»… Ein Krankhafter Zustand Des Geldmarktes.«: Die Finanzkrisen von 1873 und 2007/08 im Vergleich
Abstract
Gerhard Senft vergleicht die gegenwärtige Finanzkrise mit dem Wiener Börsenkrach von 1873, ein Vergleich, der nach Senft erhellender ist als die heute übliche Bezugnahme auf die Folgen der Wirtschaftskrise von 1929. Die Parallelen sind tatsächlich verblüffend. Damals wie heute brach die Krise nach einer extremen Boom-Periode aus, die in der Gründerzeit vor allem durch die Bauwirtschaft, in der jüngeren Vergangenheit hingegen durch die Informationstechnologie getragen wurde. In beiden Fällen war die Kontrolltätigkeit des Staates jeweils sukzessiv zurückgenommen worden. Die Finanzkrise von 1873 hatte jedoch, wie Senft betont, nicht nur wirtschaftliche Folgen, sondern leitete auch in geopolitischer Hinsicht gravierende Verschiebungen ein. Denn seit dem Ende des 19. Jahrhunderts beginnt der Aufstieg USA als neue Führungsmacht in der Weltpolitik.

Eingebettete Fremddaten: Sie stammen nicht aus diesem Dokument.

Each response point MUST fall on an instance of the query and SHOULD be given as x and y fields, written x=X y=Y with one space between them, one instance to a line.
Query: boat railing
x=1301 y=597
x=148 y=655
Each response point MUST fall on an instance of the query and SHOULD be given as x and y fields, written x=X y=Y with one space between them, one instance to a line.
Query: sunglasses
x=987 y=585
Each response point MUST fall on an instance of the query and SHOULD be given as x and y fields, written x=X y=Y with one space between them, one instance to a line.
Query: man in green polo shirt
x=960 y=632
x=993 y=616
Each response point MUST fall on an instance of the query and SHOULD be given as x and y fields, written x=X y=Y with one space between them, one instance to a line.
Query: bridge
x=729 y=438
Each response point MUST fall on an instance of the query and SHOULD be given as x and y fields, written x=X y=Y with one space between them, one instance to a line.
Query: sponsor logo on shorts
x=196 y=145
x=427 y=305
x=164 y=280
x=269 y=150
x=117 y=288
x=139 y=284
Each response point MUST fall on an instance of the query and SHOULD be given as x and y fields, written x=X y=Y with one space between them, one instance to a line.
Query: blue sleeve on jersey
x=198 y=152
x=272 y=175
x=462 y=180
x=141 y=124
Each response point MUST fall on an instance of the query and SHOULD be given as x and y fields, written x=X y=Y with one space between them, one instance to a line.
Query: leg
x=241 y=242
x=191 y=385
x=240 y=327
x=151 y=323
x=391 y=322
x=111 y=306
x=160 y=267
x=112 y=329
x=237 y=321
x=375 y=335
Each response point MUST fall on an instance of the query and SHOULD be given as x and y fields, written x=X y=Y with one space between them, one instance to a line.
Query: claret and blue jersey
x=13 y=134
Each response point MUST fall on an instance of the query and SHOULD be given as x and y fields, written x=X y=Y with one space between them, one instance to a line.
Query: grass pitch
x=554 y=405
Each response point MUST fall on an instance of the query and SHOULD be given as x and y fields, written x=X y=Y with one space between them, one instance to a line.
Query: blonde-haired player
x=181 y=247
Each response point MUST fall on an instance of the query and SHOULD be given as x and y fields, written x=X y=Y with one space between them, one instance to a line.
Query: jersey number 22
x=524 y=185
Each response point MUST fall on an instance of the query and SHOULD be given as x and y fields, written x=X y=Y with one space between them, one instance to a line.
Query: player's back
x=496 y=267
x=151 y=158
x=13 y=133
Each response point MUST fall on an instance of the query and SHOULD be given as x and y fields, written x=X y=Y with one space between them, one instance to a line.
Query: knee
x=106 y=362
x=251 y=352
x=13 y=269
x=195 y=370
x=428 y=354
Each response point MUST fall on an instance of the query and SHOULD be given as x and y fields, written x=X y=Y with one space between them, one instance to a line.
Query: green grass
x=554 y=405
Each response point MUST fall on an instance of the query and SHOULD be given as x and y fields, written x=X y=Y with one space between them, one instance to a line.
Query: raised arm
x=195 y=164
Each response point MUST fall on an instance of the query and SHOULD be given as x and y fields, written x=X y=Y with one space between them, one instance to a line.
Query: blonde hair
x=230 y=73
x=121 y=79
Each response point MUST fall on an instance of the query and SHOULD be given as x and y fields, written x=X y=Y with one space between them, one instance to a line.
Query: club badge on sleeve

Vieles deutet nach Senft darauf hin, dass auch die gegenwärtige Finanzkrise zu einer Veränderung der weltpolitischen Machtkonstellation führen wird, in der vor allem China und Indien, die sich in der Vergangenheit vehement gegen eine Liberalisierung der Kapitalmärkte gesträubt haben, eine neue Führungsrolle in der Gestaltung der globalen Märkte übernehmen werden.